Task structure and nonlinearity jointly determine learned representational geometry (2401.13558v1)

Published 24 Jan 2024 in cs.LG

Abstract: The utility of a learned neural representation depends on how well its geometry supports performance in downstream tasks. This geometry depends on the structure of the inputs, the structure of the target outputs, and the architecture of the network. By studying the learning dynamics of networks with one hidden layer, we discovered that the network's activation function has an unexpectedly strong impact on the representational geometry: Tanh networks tend to learn representations that reflect the structure of the target outputs, while ReLU networks retain more information about the structure of the raw inputs. This difference is consistently observed across a broad class of parameterized tasks in which we modulated the degree of alignment between the geometry of the task inputs and that of the task labels. We analyzed the learning dynamics in weight space and show how the differences between the networks with Tanh and ReLU nonlinearities arise from the asymmetric asymptotic behavior of ReLU, which leads feature neurons to specialize for different regions of input space. By contrast, feature neurons in Tanh networks tend to inherit the task label structure. Consequently, when the target outputs are low dimensional, Tanh networks generate neural representations that are more disentangled than those obtained with a ReLU nonlinearity. Our findings shed light on the interplay between input-output geometry, nonlinearity, and learned representations in neural networks.

References (28)

Citations (6)

View on Semantic Scholar

Summary

The paper shows that activation functions (Tanh and ReLU) produce distinct internal representations that either align with target outputs or retain input structures.
It applies analytical inspection of weight dynamics to reveal how Tanh integrates label structure holistically while ReLU fosters specialized, region-specific features.
The findings guide neural network design by suggesting Tanh for abstract, disentangled representations in low-dimensional tasks and ReLU for preserving detailed input information.

Introduction

Neural networks, as a cornerstone of modern artificial intelligence, exhibit an intriguing ability to develop internal representational geometries that are crucial for the successful performance of various tasks. These geometries are formed through the intricate interplay of network architecture, the structure of input data, and the nature of output targets that networks are trained to produce. The paper at hand takes a closer look at single-hidden-layer networks, elucidating how the choice of activation function shapes these internal representations within the network, specifically contrasting the Tanh and ReLU activation functions.
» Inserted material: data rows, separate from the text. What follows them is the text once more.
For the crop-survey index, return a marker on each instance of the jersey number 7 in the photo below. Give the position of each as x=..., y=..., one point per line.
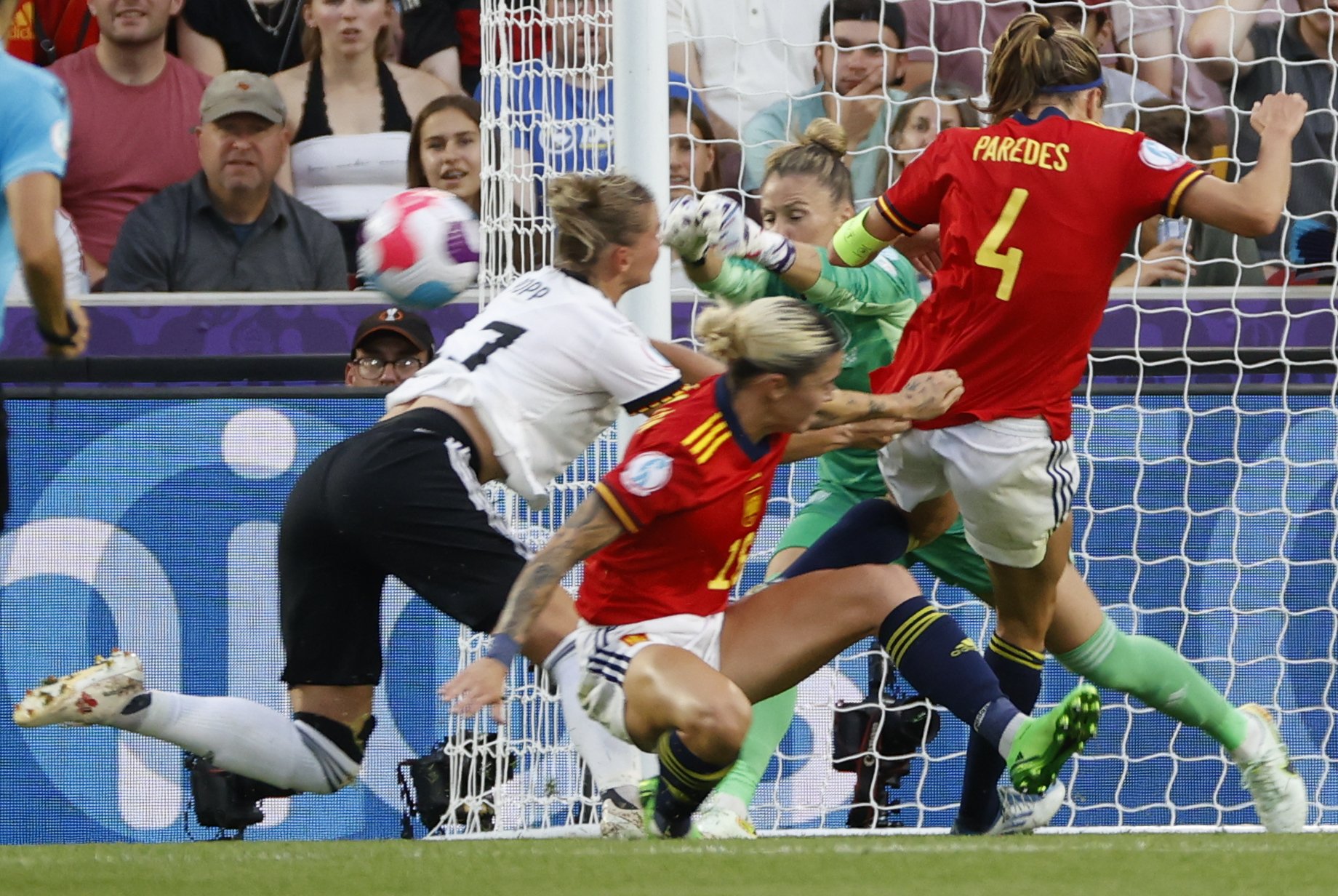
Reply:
x=508, y=333
x=1008, y=261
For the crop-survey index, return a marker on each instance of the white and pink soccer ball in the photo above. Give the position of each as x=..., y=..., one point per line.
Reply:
x=420, y=248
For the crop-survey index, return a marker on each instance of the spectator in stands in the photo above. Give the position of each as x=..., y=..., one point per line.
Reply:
x=351, y=113
x=134, y=108
x=229, y=228
x=43, y=31
x=1219, y=258
x=388, y=348
x=692, y=150
x=1154, y=33
x=925, y=114
x=1254, y=60
x=1123, y=91
x=858, y=68
x=442, y=38
x=249, y=35
x=948, y=41
x=743, y=55
x=444, y=149
x=558, y=108
x=446, y=154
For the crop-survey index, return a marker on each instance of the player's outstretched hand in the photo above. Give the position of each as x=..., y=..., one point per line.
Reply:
x=681, y=229
x=481, y=684
x=1164, y=261
x=81, y=336
x=874, y=433
x=1279, y=113
x=930, y=395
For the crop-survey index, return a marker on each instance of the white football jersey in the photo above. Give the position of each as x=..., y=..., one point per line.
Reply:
x=545, y=365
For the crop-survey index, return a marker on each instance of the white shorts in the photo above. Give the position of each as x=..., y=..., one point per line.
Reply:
x=605, y=652
x=1013, y=483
Impact of Activation Function on Representational Geometry

A core discovery from the analysis indicates a strong correlation between the type of nonlinearity introduced by the activation function and the resulting geometry of the learned representations. Networks utilizing the Tanh activation function develop internal geometries that closely mirror the structure of the target outputs, highlighting a trend toward generating more abstract, disentangled representations when the outputs are low-dimensional. Conversely, networks employing the ReLU activation function tend to preserve information regarding the structure of the raw inputs, leading to representations that are less abstract but potentially more versatile for a broader range of applications.

Analytical Approach to Understanding Learning Dynamics

An in-depth inspection of the learning dynamics, specifically within the weight space, provides an explanation as to why these discrepancies arise in networks with different nonlinearities. This behavior is accredited to the asymmetric nature of the ReLU function, which leads to certain feature neurons becoming specialized for various regions of the input space. In contrast, neurons with the Tanh nonlinearity tend to integrate the label structure more holistically into the network's representation.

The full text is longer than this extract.